Tuesday, November 27, 2007

Autodesk University - Day One Mainstage

It's now Tuesday morning and Autodesk University is in full swing. The first event of the morning was the mainstage presentation. That was after the amazing feat of feeding nearly 10,000 attendees. Food service this year is located on the lower level of the Sands Convention Center, in what was originally designed as a parking garage.

It was somewhat disorienting to walk into Hall D where the opening session was being held. In order to ensure that late arriving attendees didn't end up seated hundreds of yards from the stage, the room was set up in the round, with a bank of screens suspended above the stage and the room ringed with a series of large screens.

The opening general session was introduced by Lynn Allen, who encouraged attendees to talk to each other. This was not the week to be an introvert.
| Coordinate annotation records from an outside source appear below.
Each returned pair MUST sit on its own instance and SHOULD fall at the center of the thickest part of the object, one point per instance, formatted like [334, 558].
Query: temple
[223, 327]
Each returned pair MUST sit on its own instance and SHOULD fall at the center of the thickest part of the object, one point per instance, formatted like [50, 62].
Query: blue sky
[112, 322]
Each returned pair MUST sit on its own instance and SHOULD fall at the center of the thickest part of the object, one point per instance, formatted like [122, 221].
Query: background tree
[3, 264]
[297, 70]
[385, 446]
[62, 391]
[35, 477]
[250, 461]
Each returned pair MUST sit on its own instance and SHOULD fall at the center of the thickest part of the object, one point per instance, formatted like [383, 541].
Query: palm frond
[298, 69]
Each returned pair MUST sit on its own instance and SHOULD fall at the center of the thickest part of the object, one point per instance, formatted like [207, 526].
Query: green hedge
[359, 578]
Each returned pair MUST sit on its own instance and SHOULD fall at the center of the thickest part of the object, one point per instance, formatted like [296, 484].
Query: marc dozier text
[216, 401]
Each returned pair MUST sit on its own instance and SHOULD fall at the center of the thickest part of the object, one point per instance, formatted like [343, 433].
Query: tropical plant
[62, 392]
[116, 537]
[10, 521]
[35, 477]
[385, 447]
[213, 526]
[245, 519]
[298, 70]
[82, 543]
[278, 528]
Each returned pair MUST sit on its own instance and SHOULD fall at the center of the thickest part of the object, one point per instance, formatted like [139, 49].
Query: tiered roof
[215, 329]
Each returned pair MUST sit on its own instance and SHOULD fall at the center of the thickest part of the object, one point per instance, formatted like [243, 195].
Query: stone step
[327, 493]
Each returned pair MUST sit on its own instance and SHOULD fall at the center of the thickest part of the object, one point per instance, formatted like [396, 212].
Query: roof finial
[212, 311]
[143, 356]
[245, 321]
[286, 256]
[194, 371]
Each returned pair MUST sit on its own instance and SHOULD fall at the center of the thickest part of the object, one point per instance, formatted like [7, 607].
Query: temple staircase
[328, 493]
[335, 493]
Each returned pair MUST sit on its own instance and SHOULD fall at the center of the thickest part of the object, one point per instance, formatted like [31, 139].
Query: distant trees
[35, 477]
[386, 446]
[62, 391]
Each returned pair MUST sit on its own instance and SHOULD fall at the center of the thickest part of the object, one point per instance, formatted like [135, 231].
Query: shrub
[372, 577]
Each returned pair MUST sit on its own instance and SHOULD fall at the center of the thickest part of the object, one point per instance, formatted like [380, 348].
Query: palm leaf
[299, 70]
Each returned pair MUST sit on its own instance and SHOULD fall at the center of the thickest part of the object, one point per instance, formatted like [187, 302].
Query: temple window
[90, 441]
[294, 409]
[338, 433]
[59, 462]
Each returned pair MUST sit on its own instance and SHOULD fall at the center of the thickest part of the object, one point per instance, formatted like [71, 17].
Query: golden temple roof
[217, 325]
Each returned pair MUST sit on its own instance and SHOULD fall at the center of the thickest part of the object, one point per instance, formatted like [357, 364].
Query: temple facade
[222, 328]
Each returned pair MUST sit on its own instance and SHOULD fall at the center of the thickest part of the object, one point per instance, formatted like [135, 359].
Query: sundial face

Lynn then introduced Autodesk CEO Carl Bass, who outlined Autodesk's vision for digital prototyping and the important role designers and engineers have in solving problems such as sustainable design.

Carl was followed by Yves Behar, founder of the award-winning San Francisco design firm fuseproject. Yves talked about his approach to design as showed off some of his recent projects.

Following Yves was Autodesk CTO Jeff Kowalski, who took full advantage of the surrounding screens as he gave attendees a glimpse of some of the new tools, technologies, and concepts that Autodesk is developing.

He was assisted by Jonathan Knowles. Among the new products that were demonstrated were a new product called Mudbox for manipulating design models as if they were clay, new freeform design capabilities in Revit that will enable designers to deform surfaces by pushing and pulling various grips, new 3D capabilities in Autodesk Impression (apparently codenamed Titan), and a new product called Newport that enables users to aggregate content from Revit, Inventor, and other sources to navigate and visualize projects.

Perhaps the most amazing future technology demonstrated was a new product called Metropolis to build digital 3D cities. Knowles was able to navigate through what appeared to be a detailed digital model of downtown Washington, DC in real-time. He was even able to move below grade to look at buried utilities, and made mention of another new product called Autodesk Utility Design.

Quite an amazing series of presentations. I can't wait to learn more.

Now I'm off to attend my first class: "Effective Collaboration with the Revit Platform."

1 comment:

  1. Thanks for the update from the trenches. For those of us not fortunate enough to be there in person, it's the next best thing.